Two SLIAC teams dropped football this offseason, and now the rumblings are growing that the SLIAC and UMAC are getting back into their alliance.

The leagues split up a couple of years ago as each tried to pursue an automatic bid independently. The SLIAC got close and was on track to get a tourney bid as early as 2010 before Blackburn and Principia dropped the sport this offseason. Huntingdon and LaGrange, which joined the league as football-only affiliates, brought the SLIAC’s total to eight, but with just six playing the sport next season, the league won’t qualify.

The UMAC has just five football-playing members, and not many opportunities to add to that total unless other schools in the league add the sport. St. Scholastica brought the total to five.

A renewal of the UMAC-SLIAC alliance would bring the total to nine teams and restart the two-year waiting period clock, with, potentially, 2009 and 2010 as waiting years and 2011 as an automatic bid. Of course, that would likely leave Huntingdon and LaGrange back out in the cold, as two teams in the Southeast with nine teams scattered from St. Louis to Duluth, Minn.

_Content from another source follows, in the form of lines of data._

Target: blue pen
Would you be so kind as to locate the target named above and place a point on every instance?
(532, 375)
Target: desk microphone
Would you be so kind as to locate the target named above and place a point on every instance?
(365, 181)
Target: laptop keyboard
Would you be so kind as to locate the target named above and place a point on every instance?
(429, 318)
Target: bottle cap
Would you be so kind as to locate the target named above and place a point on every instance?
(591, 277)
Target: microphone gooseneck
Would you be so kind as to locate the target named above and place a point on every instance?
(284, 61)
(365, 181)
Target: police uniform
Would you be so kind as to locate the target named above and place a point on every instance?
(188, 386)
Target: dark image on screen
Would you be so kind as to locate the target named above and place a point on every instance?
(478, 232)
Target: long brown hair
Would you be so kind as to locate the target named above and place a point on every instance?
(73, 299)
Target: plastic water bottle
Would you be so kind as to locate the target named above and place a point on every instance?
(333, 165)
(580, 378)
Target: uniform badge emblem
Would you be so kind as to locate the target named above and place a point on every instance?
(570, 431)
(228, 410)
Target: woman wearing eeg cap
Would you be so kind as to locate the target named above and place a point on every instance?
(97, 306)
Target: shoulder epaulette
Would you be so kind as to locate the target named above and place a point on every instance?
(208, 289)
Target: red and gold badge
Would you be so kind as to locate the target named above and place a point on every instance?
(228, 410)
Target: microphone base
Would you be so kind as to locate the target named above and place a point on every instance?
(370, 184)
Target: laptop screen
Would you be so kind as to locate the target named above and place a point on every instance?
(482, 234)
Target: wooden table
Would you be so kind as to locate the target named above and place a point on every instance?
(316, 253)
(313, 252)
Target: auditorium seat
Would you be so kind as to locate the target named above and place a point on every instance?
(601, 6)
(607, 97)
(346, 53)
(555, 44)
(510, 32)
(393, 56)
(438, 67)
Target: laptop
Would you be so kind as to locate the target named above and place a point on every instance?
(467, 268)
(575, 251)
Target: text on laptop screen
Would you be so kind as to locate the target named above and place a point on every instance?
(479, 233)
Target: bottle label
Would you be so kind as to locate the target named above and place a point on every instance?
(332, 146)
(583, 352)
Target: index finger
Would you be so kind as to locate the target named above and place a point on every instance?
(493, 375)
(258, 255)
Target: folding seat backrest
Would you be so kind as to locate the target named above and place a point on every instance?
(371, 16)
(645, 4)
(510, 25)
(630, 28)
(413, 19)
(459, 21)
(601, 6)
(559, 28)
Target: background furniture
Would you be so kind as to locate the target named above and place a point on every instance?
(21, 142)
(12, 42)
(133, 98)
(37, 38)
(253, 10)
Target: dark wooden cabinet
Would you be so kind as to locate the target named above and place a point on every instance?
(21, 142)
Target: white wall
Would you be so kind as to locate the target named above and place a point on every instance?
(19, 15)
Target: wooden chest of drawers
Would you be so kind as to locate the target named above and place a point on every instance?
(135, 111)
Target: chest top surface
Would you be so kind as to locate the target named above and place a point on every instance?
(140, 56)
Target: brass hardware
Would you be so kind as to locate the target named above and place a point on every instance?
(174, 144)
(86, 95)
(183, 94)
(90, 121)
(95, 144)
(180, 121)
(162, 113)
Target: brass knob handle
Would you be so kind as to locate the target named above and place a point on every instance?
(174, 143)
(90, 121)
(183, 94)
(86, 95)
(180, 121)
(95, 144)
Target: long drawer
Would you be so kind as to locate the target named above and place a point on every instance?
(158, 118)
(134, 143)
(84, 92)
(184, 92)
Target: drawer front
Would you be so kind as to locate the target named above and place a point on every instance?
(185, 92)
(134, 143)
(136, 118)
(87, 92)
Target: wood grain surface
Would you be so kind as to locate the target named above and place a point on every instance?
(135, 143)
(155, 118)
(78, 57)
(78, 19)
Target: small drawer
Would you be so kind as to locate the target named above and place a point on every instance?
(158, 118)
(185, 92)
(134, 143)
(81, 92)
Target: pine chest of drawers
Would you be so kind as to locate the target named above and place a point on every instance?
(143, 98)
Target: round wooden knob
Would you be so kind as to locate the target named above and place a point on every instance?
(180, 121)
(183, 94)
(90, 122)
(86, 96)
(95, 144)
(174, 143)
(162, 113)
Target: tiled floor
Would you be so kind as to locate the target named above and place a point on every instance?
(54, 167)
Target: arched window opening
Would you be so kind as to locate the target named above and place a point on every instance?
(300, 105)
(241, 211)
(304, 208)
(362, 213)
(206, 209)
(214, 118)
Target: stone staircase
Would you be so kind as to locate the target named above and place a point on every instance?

One school reportedly jumped the gun and released news on its Web site, though that release has since been pulled. The SLIAC declined comment, while UMAC commissioner Corey Borchardt would not take questions but gave the following statement to D3sports.com: “We currently only have five institutions that offer football. Certainly any time that we can look to expand the number of institutions that offer football, we would want to do that. We want to see that number increase and hope to do so for the AQ and for scheduling purposes.”

Hopefully Huntingdon and LaGrange are calling all of the SCAC schools left in the lurch by Colorado College, because if they end up with eight conference games plus a Dome Day, then that’s nine games and I doubt many will choose to play a 10th game and honor their commitment to Huntingdon and LaGrange.